Mastodawn

Although DOMParser() does not provide the functionality I desire, I can build my own rudimentary parser that does provide the functionality I desire, and builds a DOM with the structure that I need for processing raw input to formatted output.

@orman

This approach is actually going to be A LOT more flexible than attempting to develop The One Regex To Rule Them All for the UTC, and it'll also be A LOT less computationally expensive, since parsing a string by iterating straight through it is just a for loop with a switch statement inside.

String.prototype.matchAll() I'm pretty sure does the same, but with the added overhead of a regex engine trying to match patterns starting from where each previous match ends.

@orman

Rubber Nero BLN Aug 11, 2025

@dragonarchitect @orman What about a SAX based parser? One pass, event driven.

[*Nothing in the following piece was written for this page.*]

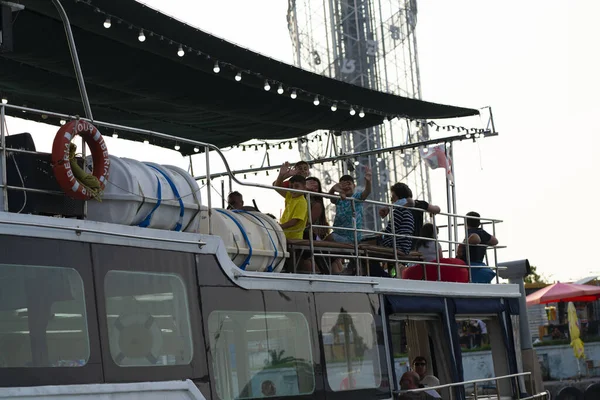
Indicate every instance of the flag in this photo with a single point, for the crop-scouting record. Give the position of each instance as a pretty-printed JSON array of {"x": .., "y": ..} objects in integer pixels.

@rubber_nero_bln @dragonarchitect a one-pass approach was kinda what I was suggesting in the Discord conversation because outright constructing a parse tree is kinda overly elaborate, and a top down approach involves heavy recursion which I'm not sure would be approachable

@orman @rubber_nero_bln Yeah I was thinking of a one-pass as well and just using the angle brackets as literal flags in the input to switch the parsing logic. Then going word by word and processing the input accordingly.

@dragonarchitect @rubber_nero_bln you can technically do it that way but IMO it'll be a lot more ergonomic to do one and a half passes by doing a matchAll to find where all the tags are and then using the indices you get to chop up the input into a sequence of tags and literal text fragments. Otherwise you'll have two parsers effectively inside each other because you need to parse the tag one character at a time and then on top of that, parse the tree based on each other tag as you complete the inner parse loop

@dragonarchitect @rubber_nero_bln the latter is technically the more efficient method, but the regex involved should be simple enough and the inputs short enough it won't matter

Spring Jo 🥚

🍀Aug 11, 2025

@dragonarchitect @orman regular grammar vs context-free grammar

@ShadowJonathan @orman I am actually too sleep-deprived this morning to figure out which is which. Can you clarify please?

https://en.m.wikipedia.org/wiki/Chomsky_hierarchy

Spring Jo 🥚

🍀Aug 11, 2025

@dragonarchitect @orman regular expressions = regular grammar, while html can only be parsed by context free grammars, or more complex than that :3

Chomsky hierarchy - Wikipedia